To find out more about other configuration settings for the config.yaml file, check out how to configure your experiment with payu.

Change run length

To change the internal run length, edit the restart_period field in the &date_manager_nml section of the ~/access-om/1deg_jra55_iaf/accessom2.nml file:

&date_manager_nml
    forcing_start_date = '1958-01-01T00:00:00'
    forcing_end_date = '2019-01-01T00:00:00'
! Runtime for a single segment/job/submit, format is years, months, seconds, ! two of which must be zero. restart_period = 5, 0, 0 &end
The internal run length (controlled by restart_period) can be different from the total run length. Also, while restart_period can be reduced, it should not be increased to more than 5 years to avoid errors. For more information about the difference between internal run and total run lengths, or how to run the model for more than 5 years, refer to the section Run configuration for multiple years.
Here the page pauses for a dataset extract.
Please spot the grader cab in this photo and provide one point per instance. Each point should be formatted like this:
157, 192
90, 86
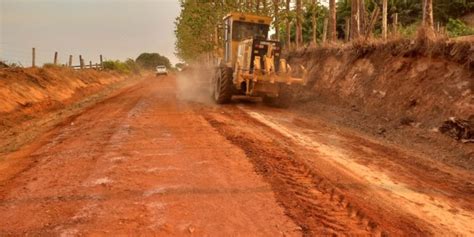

Run ACCESS-OM configuration

After editing the configuration, you are ready to run ACCESS-OM.
ACCESS-OM suites run on Gadi through a PBS job submission managed by payu.

Payu setup (optional)

As a first step, from within the control directory, it is good practice to run:

payu setup

This will prepare the model run, based on the experiment configuration. payu setup laboratory path: /scratch/$PROJECT/$USER/access-om2 binary ppath: /scratch/$PROJECT/$USER/access-om2/bin input path: /scratch/$PROJECT/$USER/access-om2/input work path: /scratch/$PROJECT/$USER/access-om2/work archive path: /scratch/$PROJECT/$USER/access-om2/archive Loading input manifest: manifests/input.yaml Loading restart manifest: manifests/restart.yaml Loading exe manifest: manifests/exe.yaml Setting up atmosphere Setting up ocean Setting up ice Setting up access-om2 Checking exe and input manifests Updating full hashes for 3 files in manifests/exe.yaml Creating restart manifest Writing manifests/restart.yaml Writing manifests/exe.yaml

This step can be skipped as it is also included in the run command. However, running it explicitly helps to check for errors and make sure executable and restart directories are accessible.

Run configuration

To run ACCESS-OM configuration for one internal run length (controlled by restart_period in the ~/access-om/1deg_jra55_iaf/accessom2.nml file), execute:

payu run -f

This will submit a single job to the queue with a total run length of restart_period.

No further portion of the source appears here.